Publication Type:Journal Article
Source:Biochem Pharmacol, Volume 86, Issue 7, p.970-8 (2013)
Keywords:1-Methyl-4-phenyl-1,2,3,6-tetrahydropyridine, Animals, Autoradiography, Basal Ganglia, Behavior, Animal, Benzamides, Brain, Case-Control Studies, Dyskinesia, Drug-Induced, Levodopa, Macaca fascicularis, Parkinson Disease, Pyridines, Receptor, Serotonin, 5-HT1B, Serotonin, Sulfonamides, Thiazoles
L-DOPA-induced dyskinesias (LID)s are abnormal involuntary movements limiting the chronic use of L-DOPA, the main pharmacological treatment of Parkinson's disease (PD). Serotonin receptors are thought to contribute to LID but serotonin 1B (5-HT1B) receptors have never been investigated in any primate models of PD and LID. Therefore, we measured 5-HT1B receptors with [(3)H]GR 125743 autoradiography in controls, MPTP-lesioned monkeys, and L-DOPA-treated MPTP monkeys, with or without Ro 61-8048 treatment, a kynurenine hydroxylase inhibitor alleviating LID. In normal condition, 5-HT1B receptor specific binding was highest in the substantia nigra pars reticulata (SNr), high in the globus pallidus (GP), nucleus accumbens and substantia innominata and lower in the caudate nucleus and putamen. 5-HT1B receptors were increased in caudate nucleus, putamen and SNr of MPTP monkeys compared to controls.
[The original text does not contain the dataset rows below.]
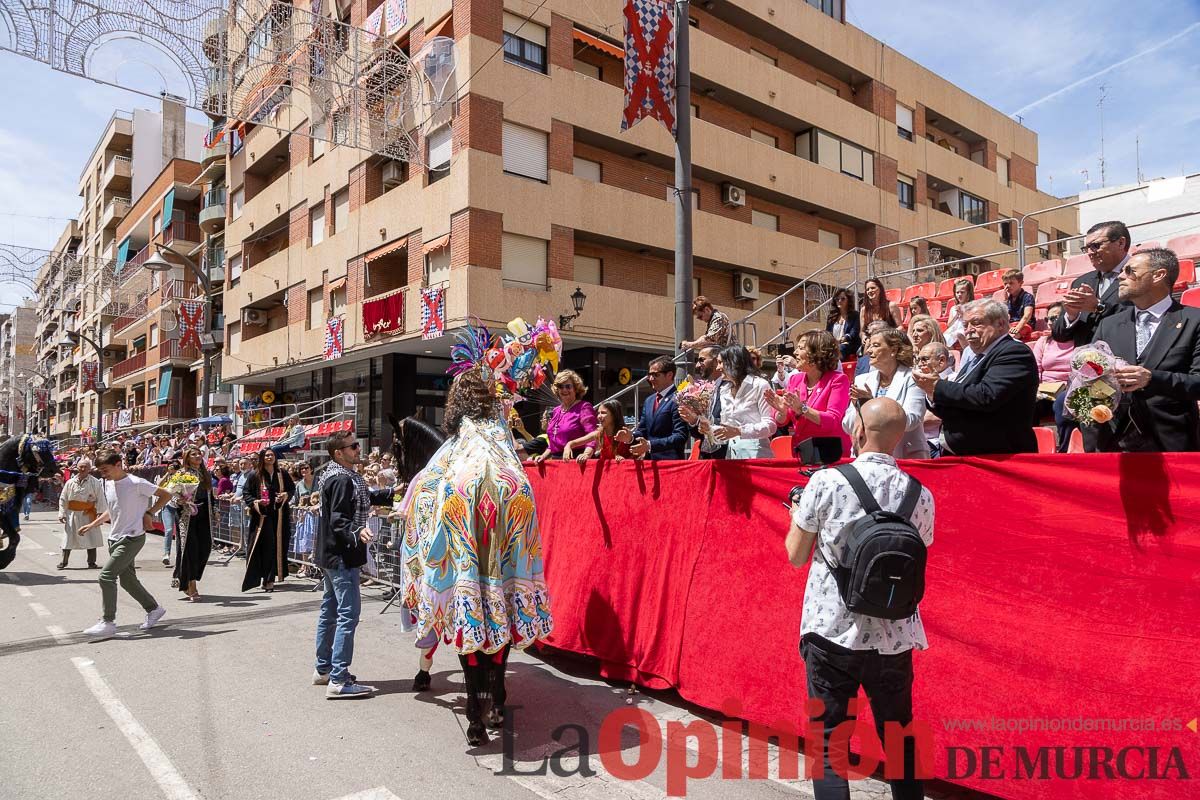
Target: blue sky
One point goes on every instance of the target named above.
(1014, 55)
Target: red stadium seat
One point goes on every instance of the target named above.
(1187, 275)
(781, 446)
(1050, 293)
(1077, 265)
(1186, 246)
(1042, 271)
(989, 282)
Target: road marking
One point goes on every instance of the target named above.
(165, 774)
(378, 793)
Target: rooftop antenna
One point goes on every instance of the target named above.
(1104, 89)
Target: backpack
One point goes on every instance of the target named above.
(885, 570)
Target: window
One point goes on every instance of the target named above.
(525, 43)
(318, 133)
(589, 270)
(904, 121)
(765, 138)
(337, 302)
(437, 266)
(317, 224)
(832, 152)
(763, 220)
(972, 209)
(589, 170)
(589, 70)
(906, 191)
(341, 210)
(525, 151)
(829, 239)
(438, 144)
(763, 56)
(523, 262)
(316, 306)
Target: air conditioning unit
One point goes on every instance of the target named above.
(393, 174)
(252, 317)
(733, 196)
(745, 287)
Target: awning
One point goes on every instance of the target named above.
(599, 43)
(163, 386)
(391, 247)
(437, 244)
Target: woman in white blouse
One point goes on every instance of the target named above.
(748, 422)
(891, 376)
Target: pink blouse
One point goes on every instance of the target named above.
(829, 398)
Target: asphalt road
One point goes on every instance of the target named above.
(217, 703)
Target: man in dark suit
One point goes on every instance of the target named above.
(660, 434)
(1161, 341)
(1093, 295)
(708, 367)
(988, 407)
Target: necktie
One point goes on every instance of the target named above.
(1144, 331)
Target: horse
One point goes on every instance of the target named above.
(23, 461)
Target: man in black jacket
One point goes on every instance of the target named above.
(1095, 295)
(1161, 341)
(988, 407)
(339, 551)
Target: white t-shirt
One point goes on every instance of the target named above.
(126, 500)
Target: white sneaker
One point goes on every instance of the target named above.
(153, 618)
(102, 630)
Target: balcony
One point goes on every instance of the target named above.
(115, 211)
(213, 215)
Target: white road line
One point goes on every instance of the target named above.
(165, 774)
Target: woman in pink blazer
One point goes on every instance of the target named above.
(815, 401)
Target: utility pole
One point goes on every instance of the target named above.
(683, 175)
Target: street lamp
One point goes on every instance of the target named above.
(577, 300)
(156, 263)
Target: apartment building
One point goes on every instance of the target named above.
(810, 139)
(77, 286)
(19, 374)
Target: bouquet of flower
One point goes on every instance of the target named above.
(1093, 391)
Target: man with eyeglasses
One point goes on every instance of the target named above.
(1159, 338)
(1095, 295)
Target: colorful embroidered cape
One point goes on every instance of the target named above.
(472, 553)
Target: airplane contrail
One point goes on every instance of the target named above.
(1107, 70)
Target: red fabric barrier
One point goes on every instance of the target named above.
(1060, 588)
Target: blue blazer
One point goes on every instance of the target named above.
(664, 428)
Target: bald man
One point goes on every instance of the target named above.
(844, 650)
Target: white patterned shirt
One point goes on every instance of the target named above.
(828, 506)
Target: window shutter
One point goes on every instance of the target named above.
(525, 151)
(523, 262)
(439, 146)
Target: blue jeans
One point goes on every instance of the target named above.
(169, 519)
(340, 609)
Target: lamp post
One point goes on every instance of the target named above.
(156, 263)
(577, 300)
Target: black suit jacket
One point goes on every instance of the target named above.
(1161, 417)
(991, 409)
(1085, 328)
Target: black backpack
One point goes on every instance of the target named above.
(885, 570)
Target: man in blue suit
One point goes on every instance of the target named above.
(660, 434)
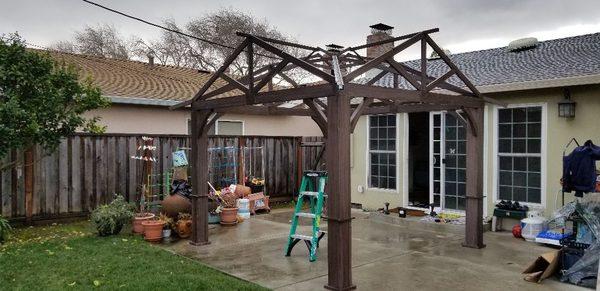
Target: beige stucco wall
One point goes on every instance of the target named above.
(160, 120)
(558, 131)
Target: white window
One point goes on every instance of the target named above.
(519, 154)
(382, 151)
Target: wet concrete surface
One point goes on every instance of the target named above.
(388, 254)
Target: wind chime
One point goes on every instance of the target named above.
(146, 154)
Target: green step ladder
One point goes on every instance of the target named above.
(312, 187)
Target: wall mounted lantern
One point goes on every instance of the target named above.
(566, 107)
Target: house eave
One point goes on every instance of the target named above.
(541, 84)
(142, 101)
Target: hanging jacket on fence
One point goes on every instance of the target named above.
(579, 168)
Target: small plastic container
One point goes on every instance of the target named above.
(532, 227)
(244, 208)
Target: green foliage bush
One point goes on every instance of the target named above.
(110, 218)
(4, 229)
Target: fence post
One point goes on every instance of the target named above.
(28, 183)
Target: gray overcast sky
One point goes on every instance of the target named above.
(464, 24)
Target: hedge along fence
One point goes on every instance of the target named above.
(86, 170)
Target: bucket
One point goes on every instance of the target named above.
(244, 208)
(532, 227)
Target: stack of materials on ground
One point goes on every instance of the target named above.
(580, 247)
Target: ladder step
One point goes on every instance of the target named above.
(306, 214)
(302, 237)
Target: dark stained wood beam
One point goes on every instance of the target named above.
(299, 62)
(339, 219)
(235, 83)
(199, 171)
(438, 81)
(402, 72)
(267, 97)
(216, 75)
(250, 59)
(265, 110)
(404, 95)
(474, 187)
(269, 76)
(378, 60)
(358, 111)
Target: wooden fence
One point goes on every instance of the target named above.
(86, 170)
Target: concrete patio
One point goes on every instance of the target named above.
(389, 253)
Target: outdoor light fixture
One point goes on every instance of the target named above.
(566, 107)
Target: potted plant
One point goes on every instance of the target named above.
(141, 216)
(228, 209)
(168, 225)
(110, 218)
(5, 229)
(184, 225)
(153, 230)
(214, 208)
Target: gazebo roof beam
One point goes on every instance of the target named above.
(378, 60)
(283, 95)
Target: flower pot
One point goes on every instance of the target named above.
(153, 230)
(184, 228)
(138, 219)
(214, 218)
(174, 204)
(229, 216)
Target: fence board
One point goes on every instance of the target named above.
(86, 170)
(76, 191)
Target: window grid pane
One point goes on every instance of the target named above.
(382, 151)
(519, 157)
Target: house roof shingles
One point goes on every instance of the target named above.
(553, 59)
(134, 79)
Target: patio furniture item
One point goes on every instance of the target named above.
(315, 197)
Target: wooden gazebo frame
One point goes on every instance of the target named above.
(335, 103)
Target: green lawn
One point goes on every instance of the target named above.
(71, 256)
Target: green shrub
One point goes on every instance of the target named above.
(4, 229)
(110, 218)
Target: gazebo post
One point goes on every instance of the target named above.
(199, 161)
(474, 219)
(338, 211)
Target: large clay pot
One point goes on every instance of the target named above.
(184, 228)
(153, 230)
(137, 221)
(172, 205)
(242, 191)
(229, 216)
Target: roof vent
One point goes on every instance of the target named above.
(522, 44)
(434, 55)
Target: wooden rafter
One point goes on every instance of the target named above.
(337, 117)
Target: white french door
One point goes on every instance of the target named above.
(447, 171)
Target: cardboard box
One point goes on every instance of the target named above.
(543, 267)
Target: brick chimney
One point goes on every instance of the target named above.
(379, 32)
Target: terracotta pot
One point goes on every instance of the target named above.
(229, 216)
(153, 230)
(184, 228)
(174, 204)
(242, 191)
(137, 222)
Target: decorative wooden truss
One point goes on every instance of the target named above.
(344, 86)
L-DOPA-treated MPTP monkeys had elevated 5-HT1B receptor specific binding in caudate nucleus, putamen, SNr and internal GP. In all these brain regions, increases were prevented by co-administration of Ro 61-8048. No effect of MPTP lesion or treatment was observed for 5-HT1B specific binding in the external GP, nucleus accumbens and substantia innominata. This study is the first description in primates of altered brain 5-HT1B receptors associated with prevention of LID.